At the enterprise scale, monitoring darknet markets and infostealer log channels for exposed session cookies tied to employee accounts provides early warning of compromise before attackers can act. SpyCloud’s Session Identity Protection detects exposed session cookies and automates invalidation across connected enterprise applications – closing the exposure window before stolen tokens can be used.
How SpyCloud helps prevent session hijacking
SpyCloud Session Identity Protection alerts security teams when users’ stolen cookies are detected as a result of infostealer malware infections, facilitating session invalidation before criminals can misuse a stolen cookie or browser fingerprint. The service is instrumental in preventing account takeover (from authentication sidestepping) by addressing the exploitation of stolen browser sessions. Even an expired cookie can be useful as a signal of an infected user whose account can be monitored for suspicious behavior.
FAQs
Yes. Multi-factor authentication protects the authentication step – verifying that the person logging in is who they claim to be. Session hijacking attacks after authentication has already been completed, targeting the session token that represents a verified identity. An attacker with a stolen session cookie can access the account without triggering any MFA challenge because, from the application’s perspective, they are presenting the result of a completed authentication. A 2025 Microsoft analysis found that 80% of MFA bypass incidents involved session token abuse, not credential compromise.

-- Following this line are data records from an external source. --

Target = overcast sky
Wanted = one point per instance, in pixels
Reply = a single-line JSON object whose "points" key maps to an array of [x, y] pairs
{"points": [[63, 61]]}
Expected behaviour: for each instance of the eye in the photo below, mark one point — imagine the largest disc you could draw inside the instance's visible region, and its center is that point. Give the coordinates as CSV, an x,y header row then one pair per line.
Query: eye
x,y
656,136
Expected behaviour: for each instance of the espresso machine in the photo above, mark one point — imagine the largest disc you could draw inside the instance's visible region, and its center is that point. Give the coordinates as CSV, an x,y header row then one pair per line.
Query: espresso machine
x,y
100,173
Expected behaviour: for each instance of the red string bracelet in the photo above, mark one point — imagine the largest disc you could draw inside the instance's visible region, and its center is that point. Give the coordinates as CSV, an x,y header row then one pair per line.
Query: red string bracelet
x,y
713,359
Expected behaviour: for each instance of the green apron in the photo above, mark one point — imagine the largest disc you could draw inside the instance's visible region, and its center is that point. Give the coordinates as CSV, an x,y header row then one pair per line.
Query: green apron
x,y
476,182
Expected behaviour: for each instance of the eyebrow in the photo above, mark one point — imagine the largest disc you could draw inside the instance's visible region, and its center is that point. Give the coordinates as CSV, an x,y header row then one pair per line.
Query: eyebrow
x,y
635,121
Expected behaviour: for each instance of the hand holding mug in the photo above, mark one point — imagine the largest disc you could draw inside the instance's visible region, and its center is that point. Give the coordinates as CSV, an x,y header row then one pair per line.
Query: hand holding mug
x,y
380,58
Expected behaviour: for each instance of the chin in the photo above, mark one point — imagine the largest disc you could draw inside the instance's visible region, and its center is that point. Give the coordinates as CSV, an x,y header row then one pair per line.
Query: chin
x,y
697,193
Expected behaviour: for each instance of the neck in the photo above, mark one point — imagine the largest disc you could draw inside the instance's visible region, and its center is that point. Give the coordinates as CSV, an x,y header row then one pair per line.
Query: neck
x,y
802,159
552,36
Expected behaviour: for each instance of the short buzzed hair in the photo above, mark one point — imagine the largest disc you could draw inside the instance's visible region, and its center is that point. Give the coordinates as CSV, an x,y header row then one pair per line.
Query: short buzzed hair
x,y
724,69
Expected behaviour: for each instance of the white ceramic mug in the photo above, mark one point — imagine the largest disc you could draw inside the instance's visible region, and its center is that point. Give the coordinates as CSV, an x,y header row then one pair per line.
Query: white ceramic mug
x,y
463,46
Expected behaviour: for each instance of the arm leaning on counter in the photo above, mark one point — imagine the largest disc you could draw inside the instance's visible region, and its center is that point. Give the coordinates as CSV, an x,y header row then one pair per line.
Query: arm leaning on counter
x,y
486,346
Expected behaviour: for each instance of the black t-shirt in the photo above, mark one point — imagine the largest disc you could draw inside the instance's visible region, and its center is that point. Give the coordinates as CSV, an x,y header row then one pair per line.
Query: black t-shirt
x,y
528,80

Credential theft targets a user’s username and password – the information used to start an authentication. Session hijacking targets the session token issued after authentication has already occurred. The key operational difference is that a stolen credential can be stopped by MFA; a stolen session token has already passed MFA. Both attack types frequently co-occur: infostealer malware typically captures both credentials and session cookies from an infected device simultaneously, giving attackers multiple pathways to account access.